Canvas prints: the full image covers the entire front face. There is no border and the edges are white. The size selected from the drop-down size menu will be the actual image size.
Photo paper or fine art paper (framed or unframed) - actual image size within the border will be:
|Paper size: width x height||Actual image size: width x height|
|40cm x 30cm||28cm x 18.6cm|
|50cm x 40cm||40cm x 26.6cm|
|70cm x 50cm||54cm x 36cm|
|100cm x 70cm||80cm x 53.3cm|
3. Pick a frame (or choose not to). Frames are 2cm wide and stand 2.3cm from the wall.
4. Add to basket and you're done!
Description / Treefrog Pool Party Wall Print
Treefrog Pool Party © Brandon Güell 2022. Wildlife Photographer of the Year is owned by the Natural History Museum, London.
Behaviour: Amphibians and Reptiles, Highly Commended
Male gliding treefrogs hang from the egg-studded leaflets of palm fronds surrounding a large rainforest pool on Costa Rica’s Osa Peninsula. At dawn, after torrential rain, thousands of females had arrived at the pool ready to lay their eggs. Awaiting them were males (small enough to fit in the palm of your hand and more than a centimetre smaller than the females), desperate to pass on their genes. Their aim was to grab a female and be in position to fertilize her eggs when she laid them or to oust a rival already grasping a female. But these males had so far failed in their quest.
To get his shots, Brandon waded into the murky water, chest deep, plagued by mosquitoes and hoping the two resident caimans would stick to snacking on falling frogs. Such spectacular mass-breeding events occur at only a few remote locations and only a few times a year and are hard to predict – Brandon had been up at 4am for days in anticipation of catching one.
Each female laid 200 or so eggs, creating huge egg masses, which overhung the pool. The eggs (typically 4 millimetres across) are green when freshly laid but soon reveal the developing embryos inside. Most embryos die from desiccation – an increase in dry spells resulting from climate change – predation or fungal infection; surviving tadpoles drop into the water below. With one partnerless male gazing directly at the camera and others searching across the frame, Brandon conveys the last moments of the frogs’ drive to reproduce.

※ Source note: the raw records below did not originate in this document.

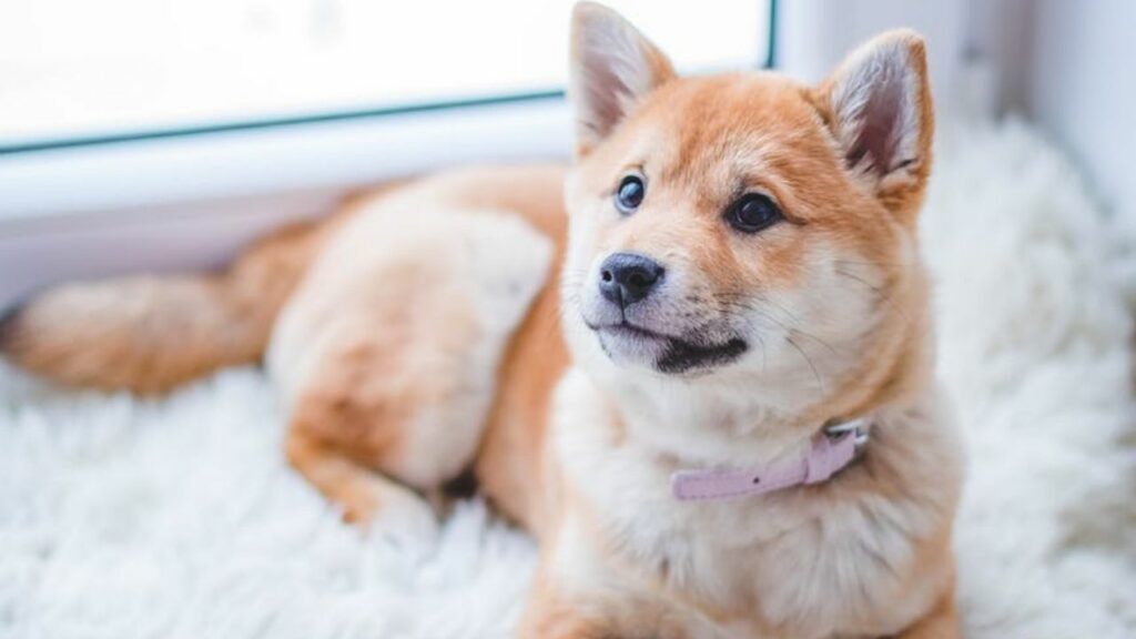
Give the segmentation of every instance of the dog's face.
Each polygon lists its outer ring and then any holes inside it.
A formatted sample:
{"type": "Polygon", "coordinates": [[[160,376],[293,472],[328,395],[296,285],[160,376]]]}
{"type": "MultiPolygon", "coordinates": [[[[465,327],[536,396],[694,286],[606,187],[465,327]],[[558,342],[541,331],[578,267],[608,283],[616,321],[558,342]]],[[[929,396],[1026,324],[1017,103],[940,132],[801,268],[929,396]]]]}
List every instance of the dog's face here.
{"type": "Polygon", "coordinates": [[[914,259],[932,113],[921,41],[882,36],[824,84],[678,78],[577,8],[562,313],[584,366],[813,380],[846,370],[914,259]]]}

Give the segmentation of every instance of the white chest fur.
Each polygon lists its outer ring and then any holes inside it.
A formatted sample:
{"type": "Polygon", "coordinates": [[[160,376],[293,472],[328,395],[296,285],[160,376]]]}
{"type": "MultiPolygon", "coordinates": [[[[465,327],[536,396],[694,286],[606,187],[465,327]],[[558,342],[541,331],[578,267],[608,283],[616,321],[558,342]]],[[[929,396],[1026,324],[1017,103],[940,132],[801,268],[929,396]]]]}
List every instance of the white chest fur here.
{"type": "MultiPolygon", "coordinates": [[[[949,540],[961,473],[934,393],[878,415],[870,458],[827,484],[705,503],[673,498],[670,473],[683,462],[620,434],[582,372],[562,380],[554,409],[552,453],[590,511],[566,525],[586,520],[599,533],[569,537],[602,546],[558,553],[615,554],[632,582],[659,583],[732,623],[757,620],[741,636],[895,631],[930,606],[944,579],[939,566],[917,565],[921,546],[949,540]]],[[[563,559],[570,579],[601,579],[588,574],[595,562],[563,559]]]]}

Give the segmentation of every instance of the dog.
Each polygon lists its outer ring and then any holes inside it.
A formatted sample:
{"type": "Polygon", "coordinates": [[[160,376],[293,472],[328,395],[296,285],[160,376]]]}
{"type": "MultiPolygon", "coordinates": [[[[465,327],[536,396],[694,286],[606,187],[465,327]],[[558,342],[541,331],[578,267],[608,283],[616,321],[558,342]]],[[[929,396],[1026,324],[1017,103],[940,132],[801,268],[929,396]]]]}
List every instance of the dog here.
{"type": "Polygon", "coordinates": [[[573,18],[571,166],[392,184],[211,275],[64,285],[30,371],[162,392],[265,357],[346,521],[429,526],[471,471],[540,561],[526,638],[950,638],[957,431],[917,217],[924,42],[817,86],[679,77],[573,18]]]}

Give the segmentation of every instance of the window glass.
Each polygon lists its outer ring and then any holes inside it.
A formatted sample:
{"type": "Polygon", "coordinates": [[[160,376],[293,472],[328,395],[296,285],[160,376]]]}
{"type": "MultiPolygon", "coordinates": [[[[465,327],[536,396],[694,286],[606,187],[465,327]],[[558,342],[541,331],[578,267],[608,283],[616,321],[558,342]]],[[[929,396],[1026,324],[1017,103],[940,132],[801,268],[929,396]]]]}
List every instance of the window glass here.
{"type": "MultiPolygon", "coordinates": [[[[558,90],[571,0],[0,0],[0,147],[558,90]]],[[[768,1],[616,0],[680,68],[768,1]]]]}

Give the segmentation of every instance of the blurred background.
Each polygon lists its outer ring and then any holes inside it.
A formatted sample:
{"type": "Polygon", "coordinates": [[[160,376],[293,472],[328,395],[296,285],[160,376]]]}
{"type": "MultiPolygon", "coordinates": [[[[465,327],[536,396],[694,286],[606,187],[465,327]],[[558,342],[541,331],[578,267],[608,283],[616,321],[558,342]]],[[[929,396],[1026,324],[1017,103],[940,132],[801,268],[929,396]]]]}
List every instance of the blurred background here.
{"type": "MultiPolygon", "coordinates": [[[[1136,3],[609,2],[692,73],[817,81],[928,39],[942,130],[1036,124],[1136,216],[1136,3]]],[[[0,308],[48,282],[210,266],[344,193],[565,157],[571,0],[0,0],[0,308]]]]}

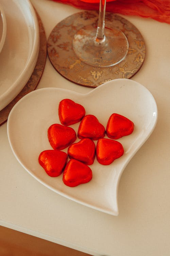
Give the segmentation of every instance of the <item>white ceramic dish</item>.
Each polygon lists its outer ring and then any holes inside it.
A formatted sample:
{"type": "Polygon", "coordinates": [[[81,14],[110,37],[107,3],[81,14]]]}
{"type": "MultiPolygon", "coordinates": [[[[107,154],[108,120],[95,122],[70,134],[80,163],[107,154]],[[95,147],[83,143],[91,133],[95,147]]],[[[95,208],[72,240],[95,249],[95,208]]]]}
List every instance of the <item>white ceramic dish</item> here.
{"type": "Polygon", "coordinates": [[[1,0],[6,21],[6,35],[0,54],[0,110],[23,88],[36,63],[39,27],[28,0],[1,0]]]}
{"type": "Polygon", "coordinates": [[[0,53],[3,48],[6,33],[5,15],[2,6],[0,4],[0,53]]]}
{"type": "MultiPolygon", "coordinates": [[[[16,103],[9,116],[7,134],[17,159],[39,182],[68,198],[116,215],[118,213],[117,194],[121,174],[151,135],[157,115],[156,104],[151,93],[132,80],[111,81],[86,94],[48,88],[36,90],[16,103]],[[55,178],[48,176],[38,160],[41,151],[52,149],[47,138],[47,129],[52,124],[60,123],[58,104],[66,98],[82,104],[86,114],[95,115],[105,127],[113,113],[126,116],[135,124],[131,134],[118,140],[123,146],[123,156],[107,166],[99,164],[96,159],[90,166],[93,173],[91,181],[73,188],[64,184],[62,174],[55,178]]],[[[79,124],[71,127],[77,132],[79,124]]],[[[77,139],[76,142],[79,140],[77,139]]]]}

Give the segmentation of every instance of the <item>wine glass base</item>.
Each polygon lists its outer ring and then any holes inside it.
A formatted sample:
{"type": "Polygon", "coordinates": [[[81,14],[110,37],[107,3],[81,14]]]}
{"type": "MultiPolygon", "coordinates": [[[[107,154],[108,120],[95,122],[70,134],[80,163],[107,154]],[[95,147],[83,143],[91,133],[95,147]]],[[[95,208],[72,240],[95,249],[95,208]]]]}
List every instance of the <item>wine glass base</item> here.
{"type": "Polygon", "coordinates": [[[126,37],[115,28],[105,26],[105,41],[95,40],[97,28],[91,25],[83,27],[74,35],[73,47],[78,57],[91,66],[108,67],[116,65],[126,57],[129,43],[126,37]]]}

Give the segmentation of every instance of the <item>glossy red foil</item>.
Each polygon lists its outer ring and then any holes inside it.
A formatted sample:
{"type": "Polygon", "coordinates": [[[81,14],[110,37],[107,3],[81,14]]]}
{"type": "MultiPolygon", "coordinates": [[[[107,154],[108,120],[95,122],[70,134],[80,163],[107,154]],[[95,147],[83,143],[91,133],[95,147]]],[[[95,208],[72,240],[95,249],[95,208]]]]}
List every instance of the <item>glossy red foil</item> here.
{"type": "Polygon", "coordinates": [[[93,163],[96,155],[96,146],[90,139],[85,138],[77,143],[70,145],[68,150],[68,156],[71,159],[73,158],[90,165],[93,163]]]}
{"type": "Polygon", "coordinates": [[[48,175],[57,177],[63,171],[67,159],[67,155],[65,152],[50,150],[40,153],[38,161],[48,175]]]}
{"type": "Polygon", "coordinates": [[[92,171],[89,166],[78,160],[71,159],[64,170],[63,181],[67,186],[75,187],[88,182],[92,176],[92,171]]]}
{"type": "Polygon", "coordinates": [[[74,130],[58,124],[52,125],[48,129],[49,142],[54,149],[61,150],[73,143],[76,139],[74,130]]]}
{"type": "Polygon", "coordinates": [[[109,138],[116,140],[131,134],[134,129],[134,124],[132,121],[123,116],[114,113],[108,120],[106,132],[109,138]]]}
{"type": "Polygon", "coordinates": [[[69,99],[65,99],[60,102],[58,112],[61,123],[66,126],[80,122],[85,113],[83,106],[69,99]]]}
{"type": "Polygon", "coordinates": [[[78,130],[79,139],[89,138],[96,140],[103,138],[105,135],[104,126],[93,115],[85,116],[81,121],[78,130]]]}
{"type": "Polygon", "coordinates": [[[124,153],[123,146],[117,141],[101,139],[96,145],[96,157],[98,162],[104,165],[110,165],[124,153]]]}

About the photographer (2022)
Brandon is a National Science Foundation Predoctoral Research Fellow based at Boston University studying the reproductive and behavioural ecology of gliding treefrogs for his PhD dissertation. His interest in wildlife photography developed at the start of his PhD, initially from using it as a tool to study animal behaviour in the field. In the future, he hopes to use photography not only to communicate science but also to help inspire a passion for wildlife in others and to create advocates for conservation.